« On était des beaufs. Des bouseux. ». Nassira El Moaddem est née en Sologne, elle a grandi à Romorantin dans le Loir-et-Cher. Un coin paumé sans train digne de ce nom, sans métro, presque sans bus. Pour se déplacer il fallait prendre son vélo. À Romorantin on ne captait pas Skyrock. Même à Issoudun ou Bourges on se moquait de ceux de Romo. En remontant plus loin dans le temps, Nassira a des attaches marocaines, puisque son père avait quitté son pays pour retrouver son frère en Sologne. L’usine automobile Matra, où on allait assembler la Renault Espace, cherchait des bras. Pour les jeunes gens, le bon de sortie de la ville était le bac. Le diplôme envoie Nassira en 2003 à la fac d’histoire de Tours, puis à Grenoble et Lille pour poursuivre ses études. Un nouveau monde s’ouvre pour elle, un autre se ferme à Romorantin. L’usine automobile qui employait un cinquième de la population s’arrête. Même si sa vie professionnelle la fait voyager un peu partout, la jeune journaliste ne coupe pas ses liens avec sa ville natale. Elle s’y marie, et elle constate en dirigeant Le Bondy Blog que la banlieue et la Sologne ont beaucoup en commun. La même absence de mobilité, le même sentiment d’abandon. En 2018 la France des gilets jaunes occupe les ronds-points. Un peu partout en France et aussi à Romorantin. Alors comme Nassira découvre que Caroline son amie d’enfance participe au mouvement, elle y retourne pour raconter. Ça n’a pas été facile car de nombreux gilets jaunes se méfiaient des journalistes. Mais elle y est parvenue avec beaucoup d’humanité. Depuis son départ de Romorantin, Nassira El Moaddem s’est élevée de plusieurs niveaux dans l’échelle sociale. Elle dispose d’un F3 au centre de Paris, elle n’a pas de mal à boucler ses fins de mois. Son mari est architecte. Mais elle garde un attachement viscéral pour sa ville.

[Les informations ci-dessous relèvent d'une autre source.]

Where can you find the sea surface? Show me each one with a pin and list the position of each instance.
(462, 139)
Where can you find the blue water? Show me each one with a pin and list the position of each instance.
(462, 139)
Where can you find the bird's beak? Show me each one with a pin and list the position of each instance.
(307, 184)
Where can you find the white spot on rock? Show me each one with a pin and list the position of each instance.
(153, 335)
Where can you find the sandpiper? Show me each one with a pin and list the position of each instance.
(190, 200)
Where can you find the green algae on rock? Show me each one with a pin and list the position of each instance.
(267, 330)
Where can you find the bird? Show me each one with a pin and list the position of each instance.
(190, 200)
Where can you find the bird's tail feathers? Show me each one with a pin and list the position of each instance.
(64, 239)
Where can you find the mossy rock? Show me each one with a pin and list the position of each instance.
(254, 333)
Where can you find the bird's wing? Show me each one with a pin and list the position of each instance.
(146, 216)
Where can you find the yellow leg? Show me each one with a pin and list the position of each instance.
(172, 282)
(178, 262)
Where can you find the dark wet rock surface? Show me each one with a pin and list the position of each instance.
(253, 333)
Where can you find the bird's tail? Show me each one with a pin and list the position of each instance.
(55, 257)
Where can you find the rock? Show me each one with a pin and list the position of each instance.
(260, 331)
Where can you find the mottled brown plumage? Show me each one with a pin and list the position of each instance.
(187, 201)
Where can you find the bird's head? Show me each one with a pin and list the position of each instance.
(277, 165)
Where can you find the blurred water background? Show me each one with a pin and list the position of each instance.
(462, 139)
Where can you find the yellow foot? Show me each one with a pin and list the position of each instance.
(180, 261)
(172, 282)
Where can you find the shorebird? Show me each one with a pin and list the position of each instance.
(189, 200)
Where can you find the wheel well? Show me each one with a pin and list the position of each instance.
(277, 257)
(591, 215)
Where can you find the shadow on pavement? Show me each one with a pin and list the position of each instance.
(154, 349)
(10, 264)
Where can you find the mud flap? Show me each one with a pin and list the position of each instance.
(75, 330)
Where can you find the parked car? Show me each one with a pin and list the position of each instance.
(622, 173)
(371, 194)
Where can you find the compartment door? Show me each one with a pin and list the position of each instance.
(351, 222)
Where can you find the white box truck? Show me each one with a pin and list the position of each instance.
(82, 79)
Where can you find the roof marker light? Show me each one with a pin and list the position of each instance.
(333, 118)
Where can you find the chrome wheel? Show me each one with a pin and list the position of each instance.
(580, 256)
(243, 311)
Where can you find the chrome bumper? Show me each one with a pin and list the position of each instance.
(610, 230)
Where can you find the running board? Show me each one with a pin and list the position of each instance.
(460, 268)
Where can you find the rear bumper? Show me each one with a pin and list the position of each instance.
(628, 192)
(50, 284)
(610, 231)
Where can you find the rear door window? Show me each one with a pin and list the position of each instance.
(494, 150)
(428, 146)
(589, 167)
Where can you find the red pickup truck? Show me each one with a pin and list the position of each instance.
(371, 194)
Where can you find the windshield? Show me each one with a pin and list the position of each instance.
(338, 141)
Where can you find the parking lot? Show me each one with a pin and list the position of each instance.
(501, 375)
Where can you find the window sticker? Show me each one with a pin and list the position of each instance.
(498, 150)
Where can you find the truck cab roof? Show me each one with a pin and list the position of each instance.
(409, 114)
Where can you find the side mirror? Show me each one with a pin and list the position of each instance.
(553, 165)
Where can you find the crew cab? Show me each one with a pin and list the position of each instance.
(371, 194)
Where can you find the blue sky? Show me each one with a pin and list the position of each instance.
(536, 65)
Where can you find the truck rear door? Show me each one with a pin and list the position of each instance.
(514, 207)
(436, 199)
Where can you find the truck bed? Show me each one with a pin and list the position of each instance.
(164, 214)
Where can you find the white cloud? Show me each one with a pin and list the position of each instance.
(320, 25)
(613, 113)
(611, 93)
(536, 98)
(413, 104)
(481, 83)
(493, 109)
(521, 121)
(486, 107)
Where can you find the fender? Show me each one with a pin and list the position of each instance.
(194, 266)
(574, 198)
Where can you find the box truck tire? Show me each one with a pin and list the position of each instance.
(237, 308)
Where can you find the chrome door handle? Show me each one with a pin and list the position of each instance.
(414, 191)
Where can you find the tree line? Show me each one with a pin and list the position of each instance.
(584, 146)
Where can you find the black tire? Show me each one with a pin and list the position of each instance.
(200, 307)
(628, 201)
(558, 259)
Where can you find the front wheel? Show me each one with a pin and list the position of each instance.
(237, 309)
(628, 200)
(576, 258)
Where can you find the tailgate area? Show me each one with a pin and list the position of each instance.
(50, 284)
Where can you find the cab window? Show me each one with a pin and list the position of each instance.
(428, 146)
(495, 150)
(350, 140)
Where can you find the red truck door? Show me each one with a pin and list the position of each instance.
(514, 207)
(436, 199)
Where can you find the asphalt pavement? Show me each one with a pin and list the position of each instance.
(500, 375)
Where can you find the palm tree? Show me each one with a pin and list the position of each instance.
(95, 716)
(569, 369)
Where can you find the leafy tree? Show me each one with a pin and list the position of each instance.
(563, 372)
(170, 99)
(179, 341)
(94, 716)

Caroline coche toutes les cases de la révolte et de l’exaspération
Ça commence avec les retrouvailles du Blanc-Argent ou B-A, la micheline qui relie Salbris à Romorantin. Karine y officie comme contrôleuse, comme du temps ou Nassira l’empruntait. Karine n’y croit plus, elle voit bien que l’entretien de la ligne n’est plus assuré, qu’à terme on la fermera. Ça continue avec Caroline qui sera le fil conducteur de Nassira pour comprendre ce qu’est devenue sa ville. Elles étaient amies au CM2, Nassira l’a retrouvée sur un groupe Facebook des gilets jaunes. Trente-cinq ans dont vingt de boulot, 1 400 euros nets par mois pour fabriquer en usine des pinces chirurgicales, pas de repas le midi sinon pas d’essence pour aller bosser, mère célibataire. Caroline coche toutes les cases de la révolte et de l’exaspération sans jamais verser dans la violence. Quand Nassira rencontre les gilets jaunes elle comprend qu’ils ont en commun le besoin de dire que ça n’est plus possible. Que le pouvoir prend seul les décisions, qu’ils se sentent méprisés quand ils utilisent leur voiture. Mais ils ne sont pas monolithiques, il y a des jeunes et des vieux, autant d’hommes que de femmes, certains approuvent les propos racistes de Guillaume Peltier le député local. On entend parfois dans les cortèges : ils sont où les Turcs et les Arabes ? « En retrait » répond Sedat Puskullu un ancien boxeur du cru. Il tient un camion à kebabs dans un des quartiers les plus pauvres de la région. Sedat ne s’est pas engagé pour que le mouvement ne soit pas perçu comme celui des islamistes. Pourtant de la générosité, de la solidarité, il en a à revendre, il n’hésite pas à faire crédit à ceux qui peinent à payer ses sandwichs.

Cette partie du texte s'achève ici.